The panelists also discussed tips for building a travel community or business, something they have all done. Cassy Isabella, founder of Black travel group The Roaming Republic, shared that for her, it’s all about leading by example.
“What made people want to travel with me was that they saw me doing it first of all. Show people how it’s done and why they want to trust you,” she said.
Each panelist also agreed that there needs to be an appreciation for the multidimensionality of travel within these spaces. Skylar Marshai, a frequent flyer, storyteller and social media strategist at Buzzfeed, touched on this, expounding on Holder’s point that there are many different ways to experience a destination.
“I follow Black travelers who turn up when they travel, who are hiking when they travel, who are going to see the sights, who stay locally, who stay in the ritzy hotels, because we want to see every perspective.There are so many perspectives that don’t have a Black face in front of them, so I think it’s really important for people to see that,” she said.
As more and more travel groups and organizations are formed, the perception that Black people aren’t a force to be reckoned with in the travel space is shifting. Just last year, the Black Travel Alliance launched their #PullUpForTravel campaign, urging travel brands to represent the Black community in more substantial ways. The campaign measured brands and organizations on a scorecard of five metrics: employment, conferences and tradeshows, paid advertising and marketing campaigns, press and philanthropy.
“I had no idea that this space would even get this big where we would have these types of conversations where we’d be able to be seen in Travel + Leisure,” Holder said.
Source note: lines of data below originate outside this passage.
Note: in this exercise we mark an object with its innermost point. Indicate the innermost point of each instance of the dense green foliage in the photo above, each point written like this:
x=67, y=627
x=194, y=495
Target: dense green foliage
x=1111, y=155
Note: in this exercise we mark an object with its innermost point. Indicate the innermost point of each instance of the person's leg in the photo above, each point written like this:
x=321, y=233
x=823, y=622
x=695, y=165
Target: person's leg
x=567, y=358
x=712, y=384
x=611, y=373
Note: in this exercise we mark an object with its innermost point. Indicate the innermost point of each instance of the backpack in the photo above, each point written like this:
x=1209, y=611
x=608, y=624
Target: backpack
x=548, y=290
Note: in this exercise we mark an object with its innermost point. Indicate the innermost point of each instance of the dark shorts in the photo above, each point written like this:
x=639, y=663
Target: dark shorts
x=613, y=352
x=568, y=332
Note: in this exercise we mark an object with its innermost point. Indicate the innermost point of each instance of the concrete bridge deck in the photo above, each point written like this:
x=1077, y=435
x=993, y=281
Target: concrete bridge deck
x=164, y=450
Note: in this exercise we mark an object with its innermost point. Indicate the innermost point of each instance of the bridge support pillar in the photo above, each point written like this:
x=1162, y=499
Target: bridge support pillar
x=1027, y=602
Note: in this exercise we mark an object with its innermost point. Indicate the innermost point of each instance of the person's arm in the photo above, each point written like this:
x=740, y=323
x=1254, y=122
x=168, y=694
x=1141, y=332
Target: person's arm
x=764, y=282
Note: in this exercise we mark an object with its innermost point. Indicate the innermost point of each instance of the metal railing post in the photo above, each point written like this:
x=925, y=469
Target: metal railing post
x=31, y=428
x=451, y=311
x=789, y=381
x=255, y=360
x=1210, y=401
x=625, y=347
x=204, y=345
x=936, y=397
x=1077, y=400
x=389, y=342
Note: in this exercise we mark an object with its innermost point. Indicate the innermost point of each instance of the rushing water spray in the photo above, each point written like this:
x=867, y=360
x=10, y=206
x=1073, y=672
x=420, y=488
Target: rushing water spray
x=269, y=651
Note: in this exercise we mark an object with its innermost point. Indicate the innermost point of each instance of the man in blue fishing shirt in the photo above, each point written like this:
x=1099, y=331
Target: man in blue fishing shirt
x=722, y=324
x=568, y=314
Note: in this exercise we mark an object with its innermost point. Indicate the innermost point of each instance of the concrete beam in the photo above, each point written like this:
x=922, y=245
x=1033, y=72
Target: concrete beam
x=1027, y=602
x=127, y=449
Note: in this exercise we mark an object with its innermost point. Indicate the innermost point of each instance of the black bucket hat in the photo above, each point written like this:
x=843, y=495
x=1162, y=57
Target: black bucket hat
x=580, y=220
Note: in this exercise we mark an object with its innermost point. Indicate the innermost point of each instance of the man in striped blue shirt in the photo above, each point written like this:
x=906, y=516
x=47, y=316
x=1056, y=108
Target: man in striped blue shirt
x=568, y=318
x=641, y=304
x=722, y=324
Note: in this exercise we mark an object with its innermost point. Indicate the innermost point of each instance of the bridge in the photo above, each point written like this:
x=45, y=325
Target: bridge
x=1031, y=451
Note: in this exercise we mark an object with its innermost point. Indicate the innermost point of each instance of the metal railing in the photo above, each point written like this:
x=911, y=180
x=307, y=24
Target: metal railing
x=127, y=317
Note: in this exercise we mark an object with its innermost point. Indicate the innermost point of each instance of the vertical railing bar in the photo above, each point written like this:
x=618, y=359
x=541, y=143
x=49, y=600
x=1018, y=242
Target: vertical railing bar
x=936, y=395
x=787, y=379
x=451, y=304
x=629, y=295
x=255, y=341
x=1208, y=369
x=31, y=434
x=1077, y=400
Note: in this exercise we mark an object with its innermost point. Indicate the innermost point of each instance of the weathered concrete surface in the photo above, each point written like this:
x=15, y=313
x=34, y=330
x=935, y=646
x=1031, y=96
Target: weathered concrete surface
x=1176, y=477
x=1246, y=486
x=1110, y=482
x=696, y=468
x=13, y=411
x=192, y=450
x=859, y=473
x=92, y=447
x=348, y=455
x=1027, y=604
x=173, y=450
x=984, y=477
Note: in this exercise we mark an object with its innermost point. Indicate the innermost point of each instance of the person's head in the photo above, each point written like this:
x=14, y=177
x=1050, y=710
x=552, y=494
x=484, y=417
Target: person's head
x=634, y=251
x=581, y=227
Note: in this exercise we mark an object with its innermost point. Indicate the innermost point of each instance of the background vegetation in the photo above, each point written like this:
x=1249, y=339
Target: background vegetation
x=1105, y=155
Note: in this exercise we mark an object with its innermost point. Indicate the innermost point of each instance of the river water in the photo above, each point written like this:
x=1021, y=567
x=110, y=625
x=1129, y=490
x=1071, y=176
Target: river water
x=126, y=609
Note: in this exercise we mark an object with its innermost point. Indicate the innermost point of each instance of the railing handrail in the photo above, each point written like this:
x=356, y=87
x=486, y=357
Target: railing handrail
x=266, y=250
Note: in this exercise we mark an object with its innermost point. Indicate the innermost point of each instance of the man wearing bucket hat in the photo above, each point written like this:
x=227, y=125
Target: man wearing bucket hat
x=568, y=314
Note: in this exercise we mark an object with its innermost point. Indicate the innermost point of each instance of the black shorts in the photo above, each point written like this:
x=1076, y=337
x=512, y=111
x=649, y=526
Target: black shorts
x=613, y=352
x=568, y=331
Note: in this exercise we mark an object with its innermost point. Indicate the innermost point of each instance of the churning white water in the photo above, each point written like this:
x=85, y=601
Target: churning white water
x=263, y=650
Still, there is much left to be done. The panelists believe that the industry needs to recognize and appreciate what Black travelers bring to the table.
“It’s one thing to allow us into the room but also allowing us the space to tell the stories that we know will resonate, especially if it’s a story around the Black experience… Black creators are able to get a different level of storytelling; a certain nuance that another person of another race won’t be able to get from that destination,” Holder said.
“It sounds really simple, but treat us the same way you would other content creators,” added Isabella. “Respect our buying power. Pay us the same, treat us the same and respect us the same.”